Na semana passada, a empresa norte-americana de engenharia genética Colossal Biosciences anunciou a "desextinção" do lobo-terrível (dire wolf, em inglês), que foi considerado extinto há mais de 10 mil anos. Conforme a empresa, foi realizado um processo de extração de DNA de dois fósseis da espécie e 20 edições no código genético do lobo-cinzento, espécie viva mais próxima do lobo-terrível.
O feito virou manchete em muitos lugares do mundo, mas vem suscitando questionamentos da comunidade científica – afinal, é mesmo possível recriar uma espécie extinta? Faz sentido trazer um animal pré-histórico de volta à natureza? E quais são os possíveis impactos disso?

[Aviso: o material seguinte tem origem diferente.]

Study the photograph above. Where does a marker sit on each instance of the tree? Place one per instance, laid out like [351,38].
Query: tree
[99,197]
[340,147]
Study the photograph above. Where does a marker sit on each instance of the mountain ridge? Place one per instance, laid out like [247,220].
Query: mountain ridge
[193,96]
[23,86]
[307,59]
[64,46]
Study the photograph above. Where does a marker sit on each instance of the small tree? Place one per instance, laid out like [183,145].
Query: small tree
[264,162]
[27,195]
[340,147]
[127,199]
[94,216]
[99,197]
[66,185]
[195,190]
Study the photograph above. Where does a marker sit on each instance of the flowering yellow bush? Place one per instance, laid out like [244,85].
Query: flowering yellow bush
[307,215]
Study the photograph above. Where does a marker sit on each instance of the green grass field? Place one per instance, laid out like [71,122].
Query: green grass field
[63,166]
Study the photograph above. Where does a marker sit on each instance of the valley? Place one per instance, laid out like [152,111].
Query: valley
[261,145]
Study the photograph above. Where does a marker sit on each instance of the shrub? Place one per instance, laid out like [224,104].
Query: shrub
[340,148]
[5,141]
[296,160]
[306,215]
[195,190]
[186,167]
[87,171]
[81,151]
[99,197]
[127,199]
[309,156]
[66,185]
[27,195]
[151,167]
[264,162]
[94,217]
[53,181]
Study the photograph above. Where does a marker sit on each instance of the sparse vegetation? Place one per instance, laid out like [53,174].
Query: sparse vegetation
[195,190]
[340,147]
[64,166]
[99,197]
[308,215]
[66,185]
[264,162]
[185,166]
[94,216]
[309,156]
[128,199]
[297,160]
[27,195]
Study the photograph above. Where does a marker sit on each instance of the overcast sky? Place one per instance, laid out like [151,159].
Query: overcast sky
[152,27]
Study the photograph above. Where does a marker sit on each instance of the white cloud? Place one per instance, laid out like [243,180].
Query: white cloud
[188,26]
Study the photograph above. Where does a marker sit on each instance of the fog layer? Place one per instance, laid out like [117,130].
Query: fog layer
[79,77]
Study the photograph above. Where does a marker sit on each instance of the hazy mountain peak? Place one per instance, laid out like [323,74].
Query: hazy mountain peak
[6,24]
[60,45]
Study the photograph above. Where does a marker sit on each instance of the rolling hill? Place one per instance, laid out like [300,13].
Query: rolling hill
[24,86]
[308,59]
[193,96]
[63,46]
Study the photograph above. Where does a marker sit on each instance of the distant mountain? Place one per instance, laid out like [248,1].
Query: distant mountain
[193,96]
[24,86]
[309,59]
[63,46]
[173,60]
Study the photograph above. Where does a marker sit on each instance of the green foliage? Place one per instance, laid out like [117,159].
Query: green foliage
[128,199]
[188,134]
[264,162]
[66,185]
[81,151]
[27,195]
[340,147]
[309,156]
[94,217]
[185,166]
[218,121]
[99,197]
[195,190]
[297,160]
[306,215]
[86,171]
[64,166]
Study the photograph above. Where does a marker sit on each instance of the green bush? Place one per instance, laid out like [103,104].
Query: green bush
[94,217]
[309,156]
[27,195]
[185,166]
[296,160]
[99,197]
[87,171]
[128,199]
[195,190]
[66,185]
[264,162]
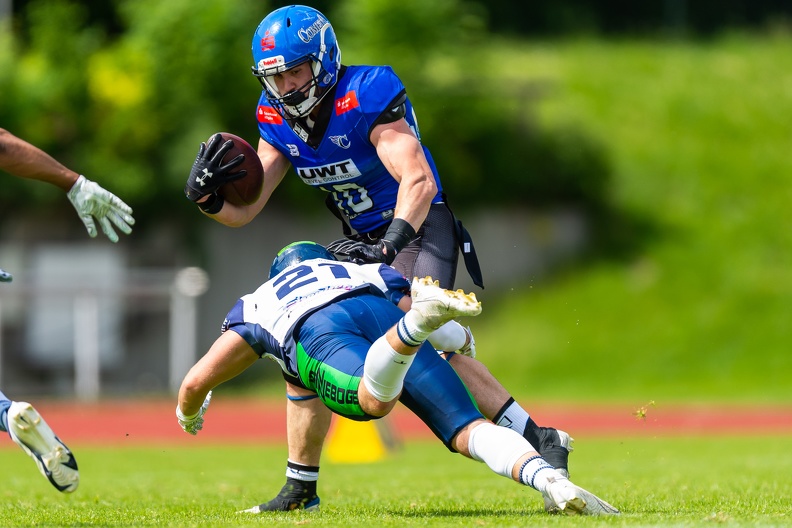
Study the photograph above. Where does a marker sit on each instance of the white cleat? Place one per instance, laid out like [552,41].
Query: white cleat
[565,441]
[29,430]
[438,306]
[574,500]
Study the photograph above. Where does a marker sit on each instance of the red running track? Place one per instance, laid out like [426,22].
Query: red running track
[232,420]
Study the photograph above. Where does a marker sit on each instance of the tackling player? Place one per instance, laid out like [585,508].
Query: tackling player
[340,331]
[351,131]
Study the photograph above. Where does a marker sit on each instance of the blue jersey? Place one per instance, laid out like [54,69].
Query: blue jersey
[345,163]
[266,319]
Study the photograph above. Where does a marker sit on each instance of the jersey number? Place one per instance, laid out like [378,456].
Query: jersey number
[299,276]
[350,198]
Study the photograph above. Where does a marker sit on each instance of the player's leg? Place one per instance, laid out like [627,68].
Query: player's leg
[435,254]
[498,406]
[508,454]
[434,392]
[30,432]
[390,356]
[307,423]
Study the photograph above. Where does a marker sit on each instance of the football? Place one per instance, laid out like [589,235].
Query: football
[247,189]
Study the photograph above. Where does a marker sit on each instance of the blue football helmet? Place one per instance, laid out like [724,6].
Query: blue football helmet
[297,252]
[290,36]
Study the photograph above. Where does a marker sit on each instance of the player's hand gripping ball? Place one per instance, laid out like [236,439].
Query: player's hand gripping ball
[247,189]
[227,165]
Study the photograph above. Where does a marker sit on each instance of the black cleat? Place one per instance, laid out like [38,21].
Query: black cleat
[294,495]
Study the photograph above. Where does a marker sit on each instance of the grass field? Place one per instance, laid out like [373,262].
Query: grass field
[698,143]
[656,482]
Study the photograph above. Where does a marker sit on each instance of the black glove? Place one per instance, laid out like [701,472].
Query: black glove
[399,234]
[208,173]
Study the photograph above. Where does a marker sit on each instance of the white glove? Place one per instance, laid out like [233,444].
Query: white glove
[453,337]
[193,424]
[91,200]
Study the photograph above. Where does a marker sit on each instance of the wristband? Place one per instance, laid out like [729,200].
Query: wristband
[183,418]
[212,205]
[399,234]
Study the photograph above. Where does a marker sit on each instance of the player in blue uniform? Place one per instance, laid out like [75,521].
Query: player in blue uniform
[351,131]
[23,423]
[335,330]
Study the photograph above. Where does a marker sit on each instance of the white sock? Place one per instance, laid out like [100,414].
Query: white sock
[514,417]
[498,447]
[301,472]
[451,336]
[384,370]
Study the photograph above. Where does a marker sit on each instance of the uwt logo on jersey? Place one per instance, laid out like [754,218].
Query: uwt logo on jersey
[347,102]
[341,141]
[332,172]
[267,114]
[267,42]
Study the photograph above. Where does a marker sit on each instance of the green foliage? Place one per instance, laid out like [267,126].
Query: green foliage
[698,143]
[655,482]
[130,108]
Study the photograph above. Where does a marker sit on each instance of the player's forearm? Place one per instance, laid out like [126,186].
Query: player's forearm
[414,200]
[21,159]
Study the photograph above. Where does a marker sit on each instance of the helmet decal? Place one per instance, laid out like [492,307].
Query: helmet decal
[314,29]
[297,252]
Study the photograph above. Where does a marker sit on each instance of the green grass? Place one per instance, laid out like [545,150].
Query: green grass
[698,140]
[656,482]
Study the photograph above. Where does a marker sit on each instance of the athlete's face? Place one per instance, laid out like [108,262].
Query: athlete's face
[297,78]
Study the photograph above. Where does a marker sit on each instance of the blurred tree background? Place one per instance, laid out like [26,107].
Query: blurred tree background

Segundo especialistas, o tema levanta reflexões éticas. Uma das preocupações é a própria tentativa de “ressuscitar” uma espécie que já estava extinta com o uso da biologia sintética, que envolve o redesenho de sistemas encontrados na natureza.
E existem outros projetos semelhantes em desenvolvimento. Além do lobo, a Colossal Biosciences pretender “reviver” outros animais, como o mamute-lanoso. Segundo os pesquisadores ouvidos por Zero Hora, isso pode gerar uma falsa percepção de que a tecnologia é capaz de reverter todos os problemas do mundo.
— É um discurso de que podemos extinguir o quanto quisermos, que a tecnologia salva depois. Mas conservação não é isso. Nós estamos brigando pelo que existe para não deixar que essas espécies acabem. Temos que manter a natureza sustentável — afirma o professor de Biologia da Conservação da Universidade Federal de Minas Gerais (UFMG), Fabrício Santos, membro da Academia Brasileira de Ciências.
Outra questão é o alto custo para realizar o procedimento. No caso do lobo-terrível, foram necessárias 20 edições genéticas. Elas foram introduzidas no genoma de um lobo-cinzento (Canis lupus) para imitar as principais características do extinto lobo-terrível (Aenocyon dirus).
A empresa responsável alega que foram investidos bilhões de dólares no projeto. Para Santos, esses recursos poderiam estar sendo destinados a projetos de conservação.
— Com esse dinheiro, daria para investir na criação de parques de preservação no mundo todo, por exemplo. Estamos perdendo diversos parques naturais que deixaram de ser reserva por pressão política. Todo esse investimento traria muito mais benefícios de outras maneiras — argumenta o cientista.
Desequilíbrio
Outro ponto levantado por Santos é a possibilidade de gerar um desequilíbrio na natureza, caso sejam introduzidas espécies consideradas extintas. Ele ressalta que trazer uma espécie de volta não significa, necessariamente, que ela irá se adaptar à natureza nos dias de hoje, e isso pode ter riscos – ainda desconhecidos pela comunidade científica e sociedade.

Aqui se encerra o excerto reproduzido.